MongoDB gets most of its performance gains from the fact that it tries to keep as much data in RAM as possible. As we saw in last week’s article, memory consumption in MongoDB can become a pitfall if not well planned out. It’s true that MongoDB allows for other powerful methods to improve performance, but it doesn’t matter how much optimizations you do to your code, if you simply cannot load the data fast enough from wherever it is stored. Therefore, if you are continuously generating IO requests to load your working data from a hard drive, most of the performance gains will be lost. But why wouldn’t you want to consider MongoDB even if there is not enough RAM? Well, the reason is that you will reach a point where the amount of RAM available is so little compared with the data you’re working with, that the speed with which you can work will become directly dependent on your IO speed (i.e. on how fast you can load data from hard drive to memory). In that case, you would want to store your data into the smallest space possible so that it can be read faster from the hard drive/s. That is why some DBMS’s provide optional data compression and unfortunately this is where MongoDB might fail. At the time of writing, MongoDB does not yet provide any means of data compression. Apart from this, it also tends to consume more disk space that its RDBMS counterparts.
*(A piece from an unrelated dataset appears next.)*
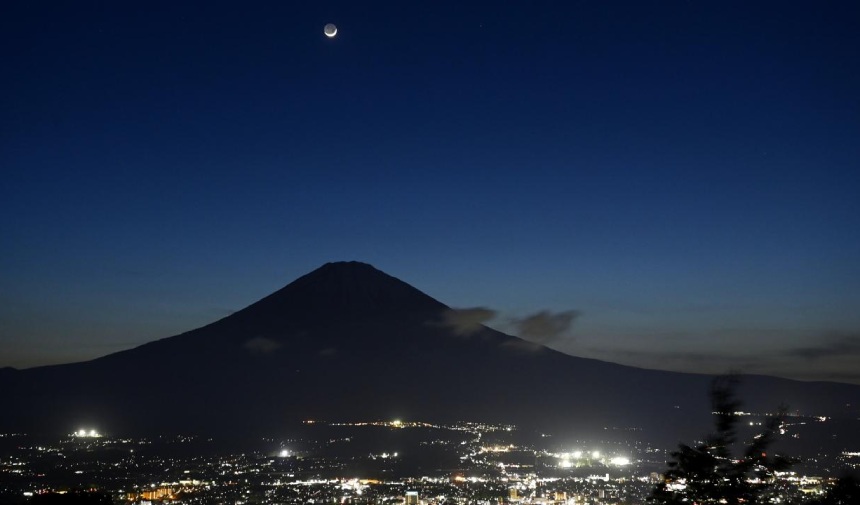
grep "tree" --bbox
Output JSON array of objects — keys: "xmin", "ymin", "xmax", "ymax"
[{"xmin": 650, "ymin": 376, "xmax": 793, "ymax": 505}]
MySQL vs MongoDB – Disk Usage Benchmark
For the purpose of this post I created a small case study with some benchmarks to provide you with some tangible comparison results. I built a sample data set which was stored in both MySQL and MongoDB in order to be compared for disk space usage. Since I have been working on software usage analytics for a while, I used a very basic sample data set that can be potentially used to store usage data in its most simplistic form. Now, before you go on to post comments such as “…but there are better ways to store that data…”, just keep in mind that this is not an optimization exercise. This test is simply intended to compare like with like between MySQL and MongoDB when it comes to disk space usage. For this test, assume we want to store daily data about every user. We will be storing the date, some form of user ID, the product version number, the build number and the language of the product installed on the user’s machine. We will also store some basic platform information such as the Operating System version and OS language as well as product usage statistics such as how many times the product was run and and how long the user spent interacting with the monitored product (represented in runtime minutes and sessions). These are shown in the table below:
|ID Field||Date||User ID||Product Version||Product Build||OS Version||OS Language||Product Language||Runtime Minutes||Sessions|
You may notice I have also added a field named “_id”. That is because MongoDB always stores such a field which is also indexed. This field can be filled with custom data or else MongoDB can create its own ID. For this sample, I’m filling all the fields with integers. In real life these may then be mapped to friendly names. The field names I used were all only 2 characters long. In MySQL this doesn’t make much difference, but in MongoDB, the longer the names, the larger the data that is stored, so here we try to keep the data as small as possible.
The test sample was built to simulate data collected from an application being used by 10,000 users daily for 365 days. Therefore, I inserted 3.65 million records. In MySQL I also added an index on the “_id” field so that we emulate the index that is forced by MongoDB on the said field. Since MySQL offers the option of compressing the data and the indexes, I also measured the data size with compression turned on. The results in the third column were obtained after enabling compression with a key block size of 4KB. The resulting data size was as follows:
4KB block size compression
|Data: 306MB||Data: 251MB||Data: 113MB|
|Index: 83MB||Index: 59MB||Index: 22MB|
|Total: 439MB||Total: 310MB||Total: 135MB|
As can be seen from the results above, MySQL consumed less storage space both in terms of the data and the index. This difference became much more significant when enabling compression where MySQL was consuming just 31% of the space consumed by MongoDB for storing the same data. Obviously, compression would then come at a cost of much slower writes due to the high amount of CPU cycles that would be consumed for compressing the data. So this has to also be taken into consideration. One should also point out that MongoDB can, in some scenarios, beat MySQL hands down when it comes to performance once the data is in RAM. However, if your IT budget is low and you cannot afford a server with enough RAM to host MongoDB, or if you are expecting a free performance boost, it might make more sense to stick with traditional RDBMS because switching to a technology like MongoDB might actually make your system run slower!